De multiples facettes
Cette fatigue non physiologique est dite «récente» lorsqu’on l’éprouve depuis un mois, «prolongée» lorsqu’elle dure depuis un à six mois et «chronique» lorsqu’elle perdure au-delà de six mois. Elle peut aussi se manifester de manière courte, dans des conditions ou situations particulières (on la qualifie alors d’aiguë ou de subaiguë), ou tout le temps. Elle peut être physique, psychique, cérébrale ou émotionnelle et, dans certains cas, devenir invalidante. On estime en effet que dans environ un tiers des cas, la fatigue est liée à un problème somatique (physique), que dans un autre tiers elle est associée à des troubles de l’humeur, et que dans les autres cas elle provient de causes non identifiées sur le plan médical. Fréquente dans la population, la fatigue cache rarement une maladie sous-jacente et encore moins une pathologie grave. Mais il ne faut pas pour autant la banaliser.

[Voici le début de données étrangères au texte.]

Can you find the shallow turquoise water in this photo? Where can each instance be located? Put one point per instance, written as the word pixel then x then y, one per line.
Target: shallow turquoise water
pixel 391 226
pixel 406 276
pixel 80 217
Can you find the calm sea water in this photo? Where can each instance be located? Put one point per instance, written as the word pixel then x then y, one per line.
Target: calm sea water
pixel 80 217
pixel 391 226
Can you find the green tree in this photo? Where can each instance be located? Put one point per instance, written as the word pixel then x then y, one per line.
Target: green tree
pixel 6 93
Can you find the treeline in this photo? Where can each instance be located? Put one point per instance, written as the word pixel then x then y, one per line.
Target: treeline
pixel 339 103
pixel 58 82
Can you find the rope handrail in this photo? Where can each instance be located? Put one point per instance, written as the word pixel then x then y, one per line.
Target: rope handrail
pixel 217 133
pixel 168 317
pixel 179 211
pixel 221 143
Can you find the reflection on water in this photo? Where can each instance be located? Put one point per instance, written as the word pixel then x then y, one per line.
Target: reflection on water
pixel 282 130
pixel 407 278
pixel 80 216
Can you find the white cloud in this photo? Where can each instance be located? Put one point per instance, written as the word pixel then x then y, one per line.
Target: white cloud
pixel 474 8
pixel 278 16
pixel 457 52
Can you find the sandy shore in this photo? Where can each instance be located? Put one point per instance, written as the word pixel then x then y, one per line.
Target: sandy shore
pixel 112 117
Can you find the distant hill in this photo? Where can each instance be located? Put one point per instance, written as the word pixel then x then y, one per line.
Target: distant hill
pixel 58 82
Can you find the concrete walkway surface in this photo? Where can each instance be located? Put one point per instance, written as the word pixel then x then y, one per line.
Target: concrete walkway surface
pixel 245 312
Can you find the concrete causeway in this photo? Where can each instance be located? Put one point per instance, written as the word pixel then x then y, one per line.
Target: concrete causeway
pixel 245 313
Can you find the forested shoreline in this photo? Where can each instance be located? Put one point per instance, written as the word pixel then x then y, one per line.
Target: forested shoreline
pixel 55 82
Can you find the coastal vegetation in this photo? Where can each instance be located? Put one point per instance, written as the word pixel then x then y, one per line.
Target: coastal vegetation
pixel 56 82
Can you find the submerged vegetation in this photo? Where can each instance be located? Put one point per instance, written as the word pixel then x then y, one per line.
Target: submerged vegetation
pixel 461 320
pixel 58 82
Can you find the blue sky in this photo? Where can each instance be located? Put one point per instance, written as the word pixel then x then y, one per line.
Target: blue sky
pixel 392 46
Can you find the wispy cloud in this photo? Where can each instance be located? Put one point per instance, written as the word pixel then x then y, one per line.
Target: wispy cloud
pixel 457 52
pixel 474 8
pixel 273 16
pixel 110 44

Certains signes doivent inciter à consulter un médecin: manque de vitalité, mauvaises nuits de sommeil, perte d’appétit ou au contraire tendance à manger plus, troubles digestifs, douleurs osseuses ou articulaires inhabituelles, maux de tête, transpiration abondante la nuit, ou encore troubles de l’humeur, épisode dépressif ou burnout.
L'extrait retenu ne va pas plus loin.